Y es necesario volver a recordar la cara de este personaje que reclama que “Van a pagar lo que hicieron, porque tiene que ser el macho de barrio que se respeta y no esta realidad”. La historia y esta realidad que estamos empezando a ver, amerita alertar a las mujeres que decidieron hacerse oír y reclamar los derechos que las asisten sobre sus cuerpos y su vida porque será él (o alguien muy parecido), el que las va insultar en la calle, les negará el café en el bar, las echará de los lugares que frecuentan y les dirá que “su lugar” no es otro que en la casa con los hijos. Eso sucederá a poco de que todo estalle. Después, con el hecho consumado, vendrán por sus derechos sociales, económicos, culturales y, finalmente, por los sexuales. 
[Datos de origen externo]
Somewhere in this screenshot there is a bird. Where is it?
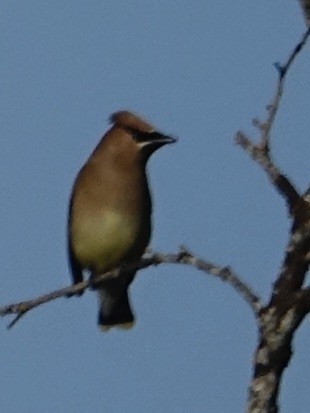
[67,110,176,331]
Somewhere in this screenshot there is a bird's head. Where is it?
[110,111,176,162]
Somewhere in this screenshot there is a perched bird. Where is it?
[68,111,176,330]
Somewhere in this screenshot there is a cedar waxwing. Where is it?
[68,111,176,330]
Como en el Cuento de la Criada, al momento que lleguen al poder, las disidencias políticas serán las primeras en ser encarceladas y eliminadas. Seguirán con las disidencias culturales y con ellas las diversidades sexuales y religiosas, todo en nombre de un orden conservador teocrático, que terminará con la democracia tal como la conocemos.

Si creemos que esto es imposible que suceda, Margaret Atwood, autora del libro cuenta que se inspiró en la Dictadura Cívico Militar argentina para escribir su “Best Seller” mundial. El arte imita a la realidad, pero ésta vuelve recargada y demuestra que siempre se puede un poco más. 

¿Acaso será este muchacho el que tense la horca para tu primo gay, tu vecina lesbiana, tu hermana no binaria? ¿Será el que pinte las jotas en los cadáveres de tus amigos semitas o arroje al río a tu padrino que abrazó el budismo? ¿Será acaso el que esclavice a tu yerno que, venido de un país del Caribe, te dio esos hermosos nietos? De lo que no tengo dudas, es que será el que apriete el gatillo contra nosotros, los varones blancos, heterosexuales, criados en la “fe de Dios”, por defender a todos los colectivos anteriormente nombrados. Porque nadie que no sea cómplice, estará a salvo. No van a tener piedad con nosotros. Están llenos de odio y van por todo. 

Podés tener todo el enojo con el gobierno, porque estos dos años de Pandemia fueron durísimos, la guita no alcanza, hacés malabares para parar la olla, pero peor será vivir en un régimen en el que -ellos- nos obliguen a vivir sus vidas vacías. Todos estamos a tiempo de parar esta locura antes que la realidad supere a la ficción. 

En noviembre, no nos volvamos a disparar en el pie. Porque lo que viene es infinitamente peor. Y no es cuento.